JAKARTA - Honda akhirnya menghadirkan Brio Satya S CVT, varian termurah Brio yang kini dibekali transmisi otomatis.
Langkah ini bukan sekadar menambah pilihan, tetapi menjadi strategi Honda membaca perubahan perilaku konsumen perkotaan yang semakin mengutamakan kenyamanan berkendara, terutama di tengah lalu lintas padat.
Selama ini, varian Brio Satya S hanya tersedia dengan transmisi manual. Namun meningkatnya dominasi mobil bertransmisi otomatis, khususnya CVT, mendorong Honda melakukan penyesuaian produk di segmen Low Cost Green Car (LCGC).
CVT Jadi Kebutuhan, Bukan Sekadar Gaya Hidup
Sales & Marketing Director PT Honda Prospect Motor (HPM), Yusak Billy, menegaskan bahwa kehadiran Brio Satya S CVT berangkat dari kebutuhan nyata konsumen, terutama di kota-kota besar.
“Minat masyarakat Indonesia terhadap mobil dengan transmisi CVT terus meningkat. Bahkan di kota besar seperti Jakarta, mobil CVT sudah sangat mendominasi,” ujarnya, Senin (19/1/2026).
Honda melihat segmen LCGC tidak lagi hanya soal harga terjangkau, tetapi juga soal kemudahan dan kenyamanan berkendara harian.
“Dengan menghadirkan varian CVT di tipe S sebagai varian terendah Brio Satya, kami ingin memberikan pilihan mobil berteknologi CVT dengan harga yang lebih terjangkau, sesuai kebutuhan konsumen,” lanjutnya.
Varian Manual Tetap Dipertahankan
Meski varian otomatis kini tersedia, Honda memastikan Brio Satya S manual tidak dihapus. Konsumen tetap bisa memilih transmisi sesuai preferensi dan anggaran.
“Kami akan terus memantau tren permintaan dan kebutuhan pasar agar dapat memenuhi kebutuhan konsumen secara optimal,” tambahnya.
Dengan strategi ini, Honda menjaga fleksibilitas pasar sekaligus memperluas jangkauan konsumen pemula maupun pengguna harian di area urban.
Harga Honda Brio Satya S CVT Terbaru
Saat ini, Honda menjual empat varian Brio Satya di Indonesia. Untuk varian terbaru Honda Brio Satya S M/T Rp170,4 juta dan Honda Brio Satya S CVT Rp183,5 juta. Selisih harga antara transmisi manual dan CVT mencapai Rp13,1 juta.

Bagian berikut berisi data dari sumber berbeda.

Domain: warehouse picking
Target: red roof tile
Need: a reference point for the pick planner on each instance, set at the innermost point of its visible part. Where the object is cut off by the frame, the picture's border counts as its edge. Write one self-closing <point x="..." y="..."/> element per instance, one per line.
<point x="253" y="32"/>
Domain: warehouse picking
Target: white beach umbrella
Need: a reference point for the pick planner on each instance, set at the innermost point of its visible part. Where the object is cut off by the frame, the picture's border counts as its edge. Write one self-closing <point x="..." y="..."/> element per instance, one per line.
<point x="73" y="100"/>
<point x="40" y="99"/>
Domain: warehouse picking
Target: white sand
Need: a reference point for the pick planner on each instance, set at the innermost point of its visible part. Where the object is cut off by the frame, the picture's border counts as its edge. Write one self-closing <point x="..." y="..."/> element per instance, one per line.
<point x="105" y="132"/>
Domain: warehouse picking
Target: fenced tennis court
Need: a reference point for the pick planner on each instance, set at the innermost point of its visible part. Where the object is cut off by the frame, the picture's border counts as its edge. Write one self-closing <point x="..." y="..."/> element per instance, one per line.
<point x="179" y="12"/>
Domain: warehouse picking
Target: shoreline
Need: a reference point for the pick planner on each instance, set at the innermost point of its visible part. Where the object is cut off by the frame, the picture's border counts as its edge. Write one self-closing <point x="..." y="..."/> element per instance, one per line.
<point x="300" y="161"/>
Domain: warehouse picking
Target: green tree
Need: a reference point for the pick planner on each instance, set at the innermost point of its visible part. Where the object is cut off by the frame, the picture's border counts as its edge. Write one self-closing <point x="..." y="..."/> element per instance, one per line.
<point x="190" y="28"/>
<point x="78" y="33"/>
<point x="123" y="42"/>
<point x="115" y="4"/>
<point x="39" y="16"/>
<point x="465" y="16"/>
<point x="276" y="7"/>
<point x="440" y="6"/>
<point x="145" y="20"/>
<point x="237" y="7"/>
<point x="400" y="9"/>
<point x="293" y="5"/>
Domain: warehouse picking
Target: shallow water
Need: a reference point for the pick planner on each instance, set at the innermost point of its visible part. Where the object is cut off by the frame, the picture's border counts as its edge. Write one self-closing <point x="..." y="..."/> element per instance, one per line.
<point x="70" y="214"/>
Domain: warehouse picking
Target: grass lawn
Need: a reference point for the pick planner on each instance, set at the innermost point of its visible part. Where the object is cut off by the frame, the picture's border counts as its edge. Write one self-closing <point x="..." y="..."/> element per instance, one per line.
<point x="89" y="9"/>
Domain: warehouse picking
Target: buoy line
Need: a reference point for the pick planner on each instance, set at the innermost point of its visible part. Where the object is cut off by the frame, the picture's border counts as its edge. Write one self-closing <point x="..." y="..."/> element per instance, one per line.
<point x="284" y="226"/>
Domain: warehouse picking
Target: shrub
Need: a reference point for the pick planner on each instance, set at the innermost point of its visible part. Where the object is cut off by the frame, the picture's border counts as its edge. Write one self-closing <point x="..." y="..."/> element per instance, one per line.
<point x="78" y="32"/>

Perbedaan harga tersebut sepenuhnya berasal dari sistem transmisi otomatis, sementara spesifikasi lainnya identik.
Spesifikasi Mesin Tetap Andal dan Efisien
Honda Brio Satya S CVT masih mengandalkan mesin yang sama seperti versi manual, yakni mesin 1.199 cc SOHC 4 silinder segaris, teknologi i-VTEC + Drive by Wire, sistem injeksi PGM-FI dengan tenaga maksimal 90 PS pada 6.000 rpm, dan torsi puncak 110 Nm pada 4.800 rpm.
Tenaga disalurkan ke roda depan melalui transmisi CVT, yang dikenal halus dan efisien untuk penggunaan stop-and-go di perkotaan.
Fitur Tetap Kompetitif di Kelasnya
Sebagai LCGC modern, Brio Satya S CVT tetap dibekali fitur fungsional, antara lain AC digital, Electric Power Steering & Tilt Steering, ABS + EBD, Sensor parkir, Head unit layar sentuh 7 inci, USB port, Bluetooth, hands-free telephone, hingga screen mirroring.
Kombinasi fitur tersebut menjadikan Brio Satya S CVT tetap relevan sebagai mobil harian pertama maupun kendaraan keluarga kecil.